Chromaticity Calculation: An Example

Suppose you measure a sample and obtain:

• ( X = 33.16 )
• ( Y = 20.89 )
• ( Z = 12.71 )

Compute chromaticity:

[ x = \frac{33.16}{33.16 + 20.89 + 12.71} = 0.4967 ] [ y = \frac{20.89}{33.16 + 20.89 + 12.71} = 0.3129 ]

Thus, (x = 0.4967, y = 0.3129) uniquely defines the chromaticity, independent of brightness.
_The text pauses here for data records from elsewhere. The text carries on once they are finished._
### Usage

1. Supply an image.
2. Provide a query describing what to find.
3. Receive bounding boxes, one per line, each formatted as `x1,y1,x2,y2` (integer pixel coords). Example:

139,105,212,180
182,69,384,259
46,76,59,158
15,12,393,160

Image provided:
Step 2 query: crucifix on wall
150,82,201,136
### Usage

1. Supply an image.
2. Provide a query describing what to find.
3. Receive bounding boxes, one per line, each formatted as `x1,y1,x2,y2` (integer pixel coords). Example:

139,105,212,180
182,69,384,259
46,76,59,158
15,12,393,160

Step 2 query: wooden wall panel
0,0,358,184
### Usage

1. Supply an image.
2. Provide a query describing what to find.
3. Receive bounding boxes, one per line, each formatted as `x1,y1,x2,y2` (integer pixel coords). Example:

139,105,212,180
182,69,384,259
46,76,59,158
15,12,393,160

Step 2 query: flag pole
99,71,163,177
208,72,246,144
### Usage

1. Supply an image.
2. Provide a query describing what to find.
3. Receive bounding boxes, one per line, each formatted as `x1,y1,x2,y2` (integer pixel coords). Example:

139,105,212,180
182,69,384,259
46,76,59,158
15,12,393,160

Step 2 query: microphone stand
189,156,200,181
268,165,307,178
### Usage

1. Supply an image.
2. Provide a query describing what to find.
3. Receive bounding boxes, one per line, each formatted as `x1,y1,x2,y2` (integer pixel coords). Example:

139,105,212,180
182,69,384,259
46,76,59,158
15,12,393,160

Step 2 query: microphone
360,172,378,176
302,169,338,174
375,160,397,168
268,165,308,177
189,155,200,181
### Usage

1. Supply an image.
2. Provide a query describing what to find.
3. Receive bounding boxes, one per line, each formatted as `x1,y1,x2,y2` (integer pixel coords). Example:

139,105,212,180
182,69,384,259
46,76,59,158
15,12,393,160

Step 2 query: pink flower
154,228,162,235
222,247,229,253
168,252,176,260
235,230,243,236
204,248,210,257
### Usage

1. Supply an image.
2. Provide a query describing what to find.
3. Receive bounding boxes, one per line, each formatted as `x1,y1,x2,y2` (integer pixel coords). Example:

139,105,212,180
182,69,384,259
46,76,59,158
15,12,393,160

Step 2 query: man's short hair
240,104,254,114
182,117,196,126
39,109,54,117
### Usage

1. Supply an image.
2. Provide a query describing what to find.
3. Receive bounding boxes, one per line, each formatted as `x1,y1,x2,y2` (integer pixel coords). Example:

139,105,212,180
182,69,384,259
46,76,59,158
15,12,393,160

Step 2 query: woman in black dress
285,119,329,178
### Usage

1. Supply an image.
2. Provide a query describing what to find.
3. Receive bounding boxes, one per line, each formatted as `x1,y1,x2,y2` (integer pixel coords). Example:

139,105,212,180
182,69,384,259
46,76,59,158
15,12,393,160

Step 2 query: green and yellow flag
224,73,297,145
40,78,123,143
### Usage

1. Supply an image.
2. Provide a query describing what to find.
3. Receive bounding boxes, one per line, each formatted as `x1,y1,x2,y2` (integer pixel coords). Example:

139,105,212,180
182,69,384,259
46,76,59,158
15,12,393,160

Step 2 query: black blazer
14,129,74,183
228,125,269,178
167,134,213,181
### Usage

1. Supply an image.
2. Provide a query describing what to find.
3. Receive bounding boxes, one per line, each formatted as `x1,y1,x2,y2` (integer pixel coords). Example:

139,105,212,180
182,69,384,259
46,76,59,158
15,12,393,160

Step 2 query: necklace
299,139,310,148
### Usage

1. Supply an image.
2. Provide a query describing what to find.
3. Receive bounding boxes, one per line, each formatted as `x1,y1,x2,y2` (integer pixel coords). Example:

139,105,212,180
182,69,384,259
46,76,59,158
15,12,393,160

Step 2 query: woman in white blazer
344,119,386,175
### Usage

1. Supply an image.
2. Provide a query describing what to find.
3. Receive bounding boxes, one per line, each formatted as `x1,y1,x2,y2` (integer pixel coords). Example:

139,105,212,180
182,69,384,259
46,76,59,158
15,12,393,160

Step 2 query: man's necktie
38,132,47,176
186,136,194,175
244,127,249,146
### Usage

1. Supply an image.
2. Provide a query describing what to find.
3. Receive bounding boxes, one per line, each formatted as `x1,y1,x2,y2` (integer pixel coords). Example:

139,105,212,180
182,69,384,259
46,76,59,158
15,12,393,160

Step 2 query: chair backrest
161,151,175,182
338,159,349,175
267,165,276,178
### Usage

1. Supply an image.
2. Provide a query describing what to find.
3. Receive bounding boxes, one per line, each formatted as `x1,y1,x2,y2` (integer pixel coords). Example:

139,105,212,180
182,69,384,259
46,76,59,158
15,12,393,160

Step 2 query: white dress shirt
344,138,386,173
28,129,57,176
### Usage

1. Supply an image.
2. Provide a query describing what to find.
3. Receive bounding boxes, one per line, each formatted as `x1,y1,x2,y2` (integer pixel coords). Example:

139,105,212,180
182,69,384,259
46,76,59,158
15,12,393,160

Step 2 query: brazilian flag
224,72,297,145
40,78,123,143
Applications in Industry and Science

Color Measurement and Communication

Chromaticity coordinates form the backbone of objective, device-independent color communication. This is critical for:

• Aviation: Standardizing cockpit displays, runway lighting, and signage for safety and regulatory compliance.
• Manufacturing: Ensuring color consistency across product batches and suppliers.
• Lighting design: Achieving correct visual effects and meeting standards for public and emergency lighting.
• Printing and imaging: Matching colors across screens, printers, and materials.

Device Calibration and Color Management

Calibration of displays, projectors, and lighting systems relies on chromaticity coordinates to ensure color fidelity and compliance with standard color spaces (like sRGB and Adobe RGB), which are defined by specific (x, y) values for their primaries and white points.

Regulatory Standards and Compliance

International standards (such as ICAO Annexes in aviation, and CIE and ISO standards in colorimetry) specify chromaticity coordinates for safety-critical colors. Compliance ensures interoperability, safety, and quality.

Advanced Topics: Chromaticity Diagram Features

Spectral Locus and Line of Purples

• Spectral locus: The boundary curve for pure spectral colors.
• Line of purples: Connects the endpoints of the locus, representing colors not found in the spectrum.

White Points and Standard Illuminants

Common white points and their (x, y) values:

The choice of white point is critical for accurate color reproduction, especially in regulated environments.

Device Gamuts

A device’s gamut is a polygon (often a triangle for RGB displays) within the chromaticity diagram. Its vertices are the chromaticities of the device’s primaries. Understanding gamuts ensures that colors are reproducible across devices.

Limitations of Chromaticity Coordinates

Non-Uniformity

The CIE 1931 (x, y) diagram is not perceptually uniform: equal changes in (x, y) do not yield equal perceived color shifts. This is visualized by MacAdam ellipses, which vary in size across the diagram. More advanced spaces, like CIELAB and CIELUV, address this by offering greater perceptual uniformity.

Observer and Device Variability

• Standard observer: The 2° observer is used for small fields of view; 10° for larger ones.
• Device limitations: Not all (x, y) chromaticities are physically realizable by all devices.
• Human variability: The standard observer averages population responses, but individual perception can differ.

Real-World Examples

Quality Control in Manufacturing

A supplier producing aircraft components uses a spectrophotometer to measure the color of each batch. By specifying chromaticity coordinates (e.g., x = 0.34, y = 0.36) under a standard illuminant, the supplier ensures consistency and compliance with regulatory color standards.

Aviation Lighting

Runway and cockpit lighting colors are strictly regulated by their chromaticity coordinates to ensure visibility and minimize confusion, especially in safety-critical scenarios.

Display Calibration

A display must match the sRGB color space, defined by chromaticities of its red, green, and blue primaries and white point. Calibration routines adjust the device output to align measured (x, y) coordinates with the standard.

Conclusion

Chromaticity coordinates are the universal language of color science. By providing an objective, device-independent means of specifying hue and saturation, they ensure consistency, safety, and quality in every industry where color matters—from aviation and manufacturing to imaging, lighting, and beyond. Their use is mandated by international standards and is foundational to modern color management systems and regulatory compliance.

For any application where color accuracy is critical, understanding and using chromaticity coordinates is essential.